And then it was Father André who had sent her with a letter and a firm recommendation. She is serious, clean, polite. Take her. That was what the letter said, the one Maman Abé had placed before Madame Kan. When Awa entered the house, she was struck by the silence that reigned there. A silence of silver, cold, suspended like a breath held for years.
Madame Kan barely looked at her. Can you cook? Yes, madam. You sleep where you are told. You speak when you are spoken to. You do not make useless noise. Has that been explained to you? Yes, madam. She turned her back on her. Thus the beginning was sealed. Awa settled into the small room near the laundry room. A windowless room with a metal bed and a crooked wardrobe.
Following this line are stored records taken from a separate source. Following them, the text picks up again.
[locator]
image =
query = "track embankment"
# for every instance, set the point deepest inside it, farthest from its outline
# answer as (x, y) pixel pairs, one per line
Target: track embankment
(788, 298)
She carefully placed her bag there and, at the very bottom, wrapped in a knotted handkerchief, a small red pearl necklace. She never wore it in public. It was a memory, an object without a clear explanation. The old woman who had raised her, Maman Sira, had simply told her: “It is all I could save the day you arrived. Keep it. One day perhaps, it will be of use to you.”
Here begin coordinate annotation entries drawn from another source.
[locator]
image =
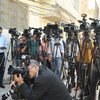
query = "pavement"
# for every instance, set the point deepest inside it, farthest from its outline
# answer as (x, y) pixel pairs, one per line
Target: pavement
(7, 88)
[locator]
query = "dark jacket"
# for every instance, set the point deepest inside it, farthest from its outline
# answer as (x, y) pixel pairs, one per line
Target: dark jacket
(46, 87)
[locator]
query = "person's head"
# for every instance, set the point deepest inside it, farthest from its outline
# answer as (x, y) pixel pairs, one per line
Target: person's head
(44, 39)
(24, 38)
(0, 30)
(33, 68)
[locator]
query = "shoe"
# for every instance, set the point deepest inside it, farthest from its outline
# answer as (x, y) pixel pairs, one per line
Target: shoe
(2, 86)
(77, 88)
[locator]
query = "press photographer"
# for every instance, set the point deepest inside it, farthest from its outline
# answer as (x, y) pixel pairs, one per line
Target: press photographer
(45, 85)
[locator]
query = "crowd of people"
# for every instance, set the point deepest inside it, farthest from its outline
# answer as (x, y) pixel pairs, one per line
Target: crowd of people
(46, 62)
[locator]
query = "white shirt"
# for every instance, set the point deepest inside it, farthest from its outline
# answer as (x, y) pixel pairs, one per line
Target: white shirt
(3, 42)
(54, 48)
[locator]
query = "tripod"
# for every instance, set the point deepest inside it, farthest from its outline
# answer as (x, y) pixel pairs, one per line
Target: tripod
(95, 76)
(84, 66)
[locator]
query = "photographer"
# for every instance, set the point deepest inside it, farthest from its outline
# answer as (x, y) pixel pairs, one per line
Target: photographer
(46, 85)
(3, 46)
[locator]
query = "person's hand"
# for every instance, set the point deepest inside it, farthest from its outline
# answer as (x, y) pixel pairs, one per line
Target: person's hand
(13, 84)
(19, 79)
(2, 48)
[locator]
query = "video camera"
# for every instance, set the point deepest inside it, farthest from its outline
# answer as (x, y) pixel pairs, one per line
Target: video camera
(18, 70)
(52, 30)
(70, 28)
(96, 26)
(13, 32)
(84, 26)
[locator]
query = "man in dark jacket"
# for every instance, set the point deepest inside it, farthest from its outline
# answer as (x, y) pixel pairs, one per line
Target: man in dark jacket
(46, 85)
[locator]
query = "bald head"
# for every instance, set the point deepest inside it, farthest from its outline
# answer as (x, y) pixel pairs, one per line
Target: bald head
(34, 63)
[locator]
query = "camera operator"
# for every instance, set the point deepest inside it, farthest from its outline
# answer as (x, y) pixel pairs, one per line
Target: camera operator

Awa took a deep breath that evening, alone in her room. She was 23 years old. She was neither fragile nor naïve. But in that house, something disturbed her. Not a threat, rather a sensation. As if the walls were watching her, or as if her footsteps were following an invisible trail. The days passed. Awa learned quickly.
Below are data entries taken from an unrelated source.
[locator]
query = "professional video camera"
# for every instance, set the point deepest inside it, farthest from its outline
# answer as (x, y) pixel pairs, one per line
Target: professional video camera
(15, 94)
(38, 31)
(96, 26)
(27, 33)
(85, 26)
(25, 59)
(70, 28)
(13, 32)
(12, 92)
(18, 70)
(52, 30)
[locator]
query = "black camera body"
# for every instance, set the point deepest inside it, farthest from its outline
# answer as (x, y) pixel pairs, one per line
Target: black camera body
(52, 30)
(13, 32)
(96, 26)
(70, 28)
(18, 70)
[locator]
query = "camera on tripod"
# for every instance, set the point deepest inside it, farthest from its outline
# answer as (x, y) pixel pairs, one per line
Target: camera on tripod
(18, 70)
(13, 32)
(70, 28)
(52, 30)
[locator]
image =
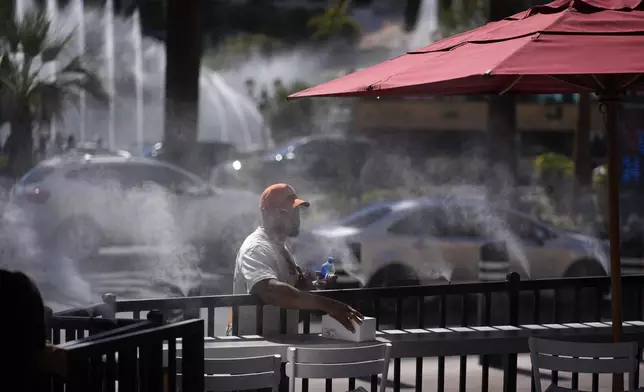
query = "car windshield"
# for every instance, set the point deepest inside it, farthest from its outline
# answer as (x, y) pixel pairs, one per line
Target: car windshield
(38, 174)
(364, 218)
She had that quiet way of doing things without making noise. She ironed Madame Kan’s silk scarves with almost religious patience. She knew her favorite teas, her reading habits, even her silences. The other servants liked her, discreet, kind, but there was something deeper in her, a gravity.
As if deep down, she carried a past heavier than her gestures allowed others to guess. Madame Kan began to notice that girl more than she would have liked. At first, it was little things, a way of smiling, of folding linen, of placing a plate down without sound, and then that look, that straight, calm, but overly familiar look.